Anyone who has spent time with serpentwithfeet’s album soil would not go to his concert at Lille Vega expecting to laugh, but there was an abundance of laughter throughout the performance, even amidst his self-declared grief songs.
In his live performance, Josiah Wise, the man behind serpentwithfeet, emerges as a story teller and raconteur, not just in his elastic facial expressions but in his ad libs (both subtle and not at all subtle). His performance is a mix of him hitting play on his laptop and singing along to a backing track and quiet moments behind his keyboard. It’s the latter of the two that feels most special, when all of the production has been stripped away and his restraint comes through. Even as he skips along the entirety of his tremendous vocal range, he refrains from blasting the audience away with volume. We know he can do it — he does during the songs with a backing track — but instead he gives us softness and intimacy.
It’s also these quiet portions for the set that have the most of Wise’s unexpected humor. “fragrance” is reframed as a support group of ex-boyfriends and “wrong tree” somehow spins off into him backing up his point that it’s difficult to listen the first time by asking any teachers in the audience to confirm this all while singing in his operatic range (he also takes the opportunity to affirm that, despite coming on stage in a backpack, he’s not going camping).
This light and disarmingly beautiful absurdity makes it possible for Wise to pull off a foot-stomping call and response.

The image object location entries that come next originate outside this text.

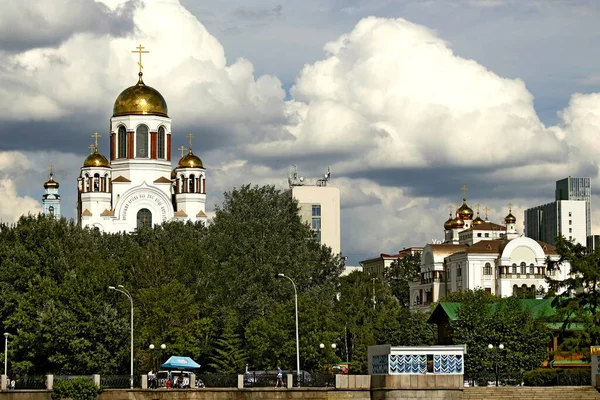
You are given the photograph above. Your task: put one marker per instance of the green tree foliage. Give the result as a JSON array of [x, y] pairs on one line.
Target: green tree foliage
[[401, 273], [579, 298], [483, 320]]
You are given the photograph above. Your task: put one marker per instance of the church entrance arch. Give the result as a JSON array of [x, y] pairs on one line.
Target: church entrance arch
[[144, 218]]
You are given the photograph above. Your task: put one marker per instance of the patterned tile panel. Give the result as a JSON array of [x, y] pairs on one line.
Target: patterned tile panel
[[380, 365]]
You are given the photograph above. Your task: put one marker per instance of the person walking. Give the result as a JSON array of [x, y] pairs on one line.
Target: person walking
[[279, 377]]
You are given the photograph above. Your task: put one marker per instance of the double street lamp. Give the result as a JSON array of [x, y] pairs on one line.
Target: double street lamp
[[6, 352], [500, 347], [121, 289], [297, 336]]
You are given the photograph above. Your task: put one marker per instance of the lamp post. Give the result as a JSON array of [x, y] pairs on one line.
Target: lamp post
[[297, 336], [500, 347], [121, 289], [6, 353]]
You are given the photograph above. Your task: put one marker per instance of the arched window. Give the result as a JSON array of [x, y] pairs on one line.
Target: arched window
[[192, 179], [144, 218], [122, 142], [161, 142], [487, 270], [96, 182], [141, 141]]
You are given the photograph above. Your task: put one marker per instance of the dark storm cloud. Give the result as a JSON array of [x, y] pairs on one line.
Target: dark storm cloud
[[28, 24]]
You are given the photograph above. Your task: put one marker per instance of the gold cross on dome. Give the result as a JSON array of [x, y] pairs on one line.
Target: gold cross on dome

Riffing on “whisper,” he implores the audience to repeat “not all breaking here” back to him, loud enough for your boo in another country or your favorite aunt that you get drinks with who freezes up on certain topics to hear.
It’s a brief 45 minutes later that the set winds up and sends us heading home before 22:00 on a school night. It’s an abrupt on-with-the-lights-don’t-even-think-of-asking-for-an-encore. It’s an encore we would have asked for. And it leaves us wanting so much more, and imagining all the directions this show could possibly go in.